Only in cases with early evidence of endophthalmitis after trauma or severe diffuse intraocular inflammation, use of intravitreal vancomycin and broad-spectrum aminoglycoside like amikacin during initial repair is justified.10, 11 On the other hand, routine use of intravitreal amphotericin is not justified as fungal infections are relatively rarer.

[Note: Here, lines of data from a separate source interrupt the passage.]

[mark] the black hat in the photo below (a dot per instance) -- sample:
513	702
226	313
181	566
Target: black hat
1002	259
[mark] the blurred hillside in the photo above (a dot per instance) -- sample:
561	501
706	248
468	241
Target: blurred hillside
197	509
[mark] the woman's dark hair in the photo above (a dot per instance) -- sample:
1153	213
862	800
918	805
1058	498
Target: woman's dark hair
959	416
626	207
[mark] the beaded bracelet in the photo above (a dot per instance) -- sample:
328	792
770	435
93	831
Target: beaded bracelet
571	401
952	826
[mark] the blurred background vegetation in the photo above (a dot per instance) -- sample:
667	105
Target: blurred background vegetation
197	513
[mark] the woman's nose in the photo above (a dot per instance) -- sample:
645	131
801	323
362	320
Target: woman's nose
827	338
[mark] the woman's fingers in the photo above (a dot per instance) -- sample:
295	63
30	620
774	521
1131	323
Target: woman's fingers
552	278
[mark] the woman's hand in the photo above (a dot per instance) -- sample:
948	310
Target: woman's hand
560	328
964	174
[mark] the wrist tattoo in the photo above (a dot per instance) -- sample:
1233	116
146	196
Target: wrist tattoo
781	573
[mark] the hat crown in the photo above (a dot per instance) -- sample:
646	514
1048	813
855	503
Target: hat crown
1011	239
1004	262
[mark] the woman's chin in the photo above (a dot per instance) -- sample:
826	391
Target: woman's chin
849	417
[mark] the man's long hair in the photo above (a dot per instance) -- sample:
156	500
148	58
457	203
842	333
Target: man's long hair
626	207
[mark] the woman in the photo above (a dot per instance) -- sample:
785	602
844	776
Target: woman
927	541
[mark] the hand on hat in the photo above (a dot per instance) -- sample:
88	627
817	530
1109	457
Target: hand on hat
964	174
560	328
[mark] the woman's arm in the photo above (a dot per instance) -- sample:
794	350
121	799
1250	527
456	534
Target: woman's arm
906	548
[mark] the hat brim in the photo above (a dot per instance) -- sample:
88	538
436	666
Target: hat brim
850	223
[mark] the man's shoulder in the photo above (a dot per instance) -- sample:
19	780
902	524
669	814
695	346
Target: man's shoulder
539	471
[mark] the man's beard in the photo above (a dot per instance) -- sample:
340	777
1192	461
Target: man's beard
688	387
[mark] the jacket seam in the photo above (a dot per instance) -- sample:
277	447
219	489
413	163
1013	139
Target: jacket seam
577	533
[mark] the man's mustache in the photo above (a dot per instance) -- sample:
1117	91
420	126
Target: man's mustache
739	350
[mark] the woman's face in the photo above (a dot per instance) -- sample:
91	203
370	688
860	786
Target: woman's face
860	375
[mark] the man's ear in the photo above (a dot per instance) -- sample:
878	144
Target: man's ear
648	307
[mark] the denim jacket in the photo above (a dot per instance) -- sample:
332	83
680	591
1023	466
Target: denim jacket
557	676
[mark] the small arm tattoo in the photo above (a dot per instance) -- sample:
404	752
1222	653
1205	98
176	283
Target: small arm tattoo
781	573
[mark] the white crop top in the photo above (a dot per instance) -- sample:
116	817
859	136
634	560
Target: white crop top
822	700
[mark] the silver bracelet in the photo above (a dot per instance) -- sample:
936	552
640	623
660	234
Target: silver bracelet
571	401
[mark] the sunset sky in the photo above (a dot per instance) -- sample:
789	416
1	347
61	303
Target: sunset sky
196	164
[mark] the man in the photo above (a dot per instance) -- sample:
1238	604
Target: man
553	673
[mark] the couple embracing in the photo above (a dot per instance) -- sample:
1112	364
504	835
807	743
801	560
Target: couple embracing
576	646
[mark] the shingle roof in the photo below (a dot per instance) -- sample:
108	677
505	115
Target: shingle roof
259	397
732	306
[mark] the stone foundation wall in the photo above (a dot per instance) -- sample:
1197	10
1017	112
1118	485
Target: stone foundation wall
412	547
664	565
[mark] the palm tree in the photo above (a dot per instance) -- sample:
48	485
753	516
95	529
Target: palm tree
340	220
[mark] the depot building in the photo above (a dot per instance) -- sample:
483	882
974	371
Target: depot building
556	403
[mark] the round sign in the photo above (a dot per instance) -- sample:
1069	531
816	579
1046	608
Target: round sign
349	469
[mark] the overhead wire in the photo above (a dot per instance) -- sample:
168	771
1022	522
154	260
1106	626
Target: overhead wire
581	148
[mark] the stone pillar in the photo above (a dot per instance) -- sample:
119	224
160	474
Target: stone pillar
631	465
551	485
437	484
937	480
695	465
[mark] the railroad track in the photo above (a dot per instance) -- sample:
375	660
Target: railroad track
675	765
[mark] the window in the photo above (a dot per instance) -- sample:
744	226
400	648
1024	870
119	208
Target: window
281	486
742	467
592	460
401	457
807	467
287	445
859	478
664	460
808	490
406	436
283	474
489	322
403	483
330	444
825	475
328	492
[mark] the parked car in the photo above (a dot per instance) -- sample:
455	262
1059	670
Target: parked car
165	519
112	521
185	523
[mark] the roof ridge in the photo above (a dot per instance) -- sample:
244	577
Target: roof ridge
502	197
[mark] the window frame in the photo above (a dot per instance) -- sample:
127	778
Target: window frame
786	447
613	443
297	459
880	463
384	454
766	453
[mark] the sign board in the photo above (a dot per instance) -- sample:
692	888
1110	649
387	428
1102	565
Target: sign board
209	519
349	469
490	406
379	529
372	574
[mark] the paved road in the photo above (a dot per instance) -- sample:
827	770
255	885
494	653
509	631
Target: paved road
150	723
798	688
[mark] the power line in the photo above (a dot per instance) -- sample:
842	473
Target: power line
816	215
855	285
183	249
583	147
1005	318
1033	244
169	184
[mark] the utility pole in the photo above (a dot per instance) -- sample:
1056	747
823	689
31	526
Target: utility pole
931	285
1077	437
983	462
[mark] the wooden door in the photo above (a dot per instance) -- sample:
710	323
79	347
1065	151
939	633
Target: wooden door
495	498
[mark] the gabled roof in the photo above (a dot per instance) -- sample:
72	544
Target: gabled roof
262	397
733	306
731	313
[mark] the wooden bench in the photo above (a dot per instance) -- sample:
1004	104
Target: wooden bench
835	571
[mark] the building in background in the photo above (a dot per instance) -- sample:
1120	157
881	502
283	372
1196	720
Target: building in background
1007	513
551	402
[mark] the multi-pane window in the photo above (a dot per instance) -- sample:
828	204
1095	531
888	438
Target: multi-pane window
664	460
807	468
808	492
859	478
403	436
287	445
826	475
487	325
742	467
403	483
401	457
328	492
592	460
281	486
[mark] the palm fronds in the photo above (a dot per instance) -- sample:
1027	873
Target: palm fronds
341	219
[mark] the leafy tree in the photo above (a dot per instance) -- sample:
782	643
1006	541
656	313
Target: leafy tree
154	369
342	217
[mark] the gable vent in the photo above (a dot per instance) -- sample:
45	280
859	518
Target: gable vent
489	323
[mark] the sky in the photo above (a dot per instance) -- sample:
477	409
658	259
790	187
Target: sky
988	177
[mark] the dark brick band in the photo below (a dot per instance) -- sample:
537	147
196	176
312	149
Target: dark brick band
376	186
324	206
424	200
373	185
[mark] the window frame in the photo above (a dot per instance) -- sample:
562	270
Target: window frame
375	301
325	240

Fungal organisms are more virulent than bacteria, but virulence level differs among different fungi. Unlike other studies, both cases of Aspergillus fumigatus in this series developed panophthalmitis.1 F. solani is associated with poor visual outcome as it causes extensive ocular damage by liberating proteolytic enzymes.12 It is also difficult to eradicate this organism after it has spread to the vitreous cavity.13 In contrast, a different filamentous organism with similar morphology, Acremonium curvulum has a relatively better outcome. P. lilacinus infection has been described following use topical corticosteroids, which was also seen in our case.14 Thus, care should be taken before starting steroid therapy in cases with open globe injury especially if the infection is suspected. The visual outcome was relatively better in eyes with infections due to C. parapsilosis and Aspergillus flavus. Similar outcome has been noted in other studies also.1 This may be due to the susceptibility of the isolates to intravitreal amphotericin and systemic fluconazole.15, 16

MIC of different isolates usually differs due to dissimilarity in the genes encoding for the proteins conferring sensitivity to the anti-fungals. The sensitivity pattern in Aspergillus fumigatus differs in accordance to the pattern of cytochrome b gene sequences.17 Simultaneous institution of multiple anti-microbial agents may lead to overexpression of some proteins, which may decrease the sensitivity of the isolate to the anti-fungals and thus the MIC differs.18 An anti-fungal agent with MIC greater than 3 μg/ml against a particular isolate is unlikely to be effective in vivo.19 In our case series, all organisms other than P. lilacinus had amphotericin B MIC less than 3 μg/ml. Thus, intraocular miconazole (40 μg) should be considered for endophthalmitis caused by P. lilacinus (MIC for miconazole: 0.78 μg/ml), or in cases with failures with amphotericin.20

Six out of eight patients in our series had poor visual outcome. This may be related to the severity of injury (posterior scleral tears resulting in retinal detachment) and the virulence of the fungal organisms. Altogether, the overall visual outcome in cases of post-traumatic fungal endophthalmitis is dismal. We could salvage some vision in four out of eight eyes. Fungal infections associated with trauma with organic matter (stick, stone, bark, etc) are difficult to treat. Response to presently available anti-fungal agents is slow and suboptimal. Early diagnosis (with a high index of suspicion) and prompt treatment may improve visual outcome.